正直者なので、翌日もう一度トライしてみました。今度は崩れてしまいました(ダマになってしまい、うまく潰せません。刃が必要だったのかもしれません…それとももう少し忍耐が必要だったのかもしれません)。

午前11時45分に上昇した。もう何年も月曜日に口にしたことのなかった言葉だ。それから間もなく、用意されていたスプーンを、あまり慎重に計量せずに口にした。苦い舌触りが喉を焦がした。客観的に見て不快だが、どこか懐かしいMDMAのような感覚を覚えた。
今回は70mgくらいを摂取した。r /Kanna のユーザーは初心者向けの多めの用量と呼んでいるが、ちゃんと刺激を感じた。電話のボタンがぼやけた。引っ越しの準備でクローゼットを片付けながら、ミレニアル世代の男性向けブリットポップのバンガーを嬉しそうに鳴らしている自分に気づいた。普段はもっと身近な地上の快楽に向けられているような熱意だった。
前回同様、この症状は落ち着き、数時間以内には元の状態に戻り、まったく逆のことに、こっそりグラスを覗き込むこともなくなりました。

カンナは判決を下しましたか?
何かを感じるために脳死状態になる必要がある場合は、風船またはバズボールにこだわってください。
熱心だった、というか、滑稽なほどに喜んで。二回使っただけではデータセットは作れないし、プラセボは 強力な薬ではあるが、確かに穏やかなキノコトリップの麓にいるような気分だった。それから、ワインを少し飲んだ後にいつも感じる、あのリラックスした気分へと落ち着くまで。

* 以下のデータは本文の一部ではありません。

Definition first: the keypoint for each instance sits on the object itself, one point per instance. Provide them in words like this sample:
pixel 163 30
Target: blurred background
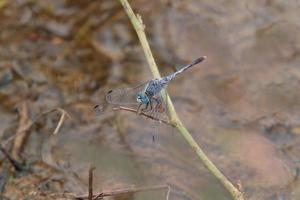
pixel 241 105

コカインのような強迫観念に駆られるような衝動はなかったが、刺激物の代わりにフェスティバルの日に一服するのは想像に難くない。とはいえ、理想的には、グミと炭酸飲料(アルコール飲料でもそうでなくても)の組み合わせが最高にクールだと思う。少なくとも私にとっては。
それで、カンナ、まだある?つまり、ある。月曜日のランチ前にもう腫れは出ないかもしれないけど。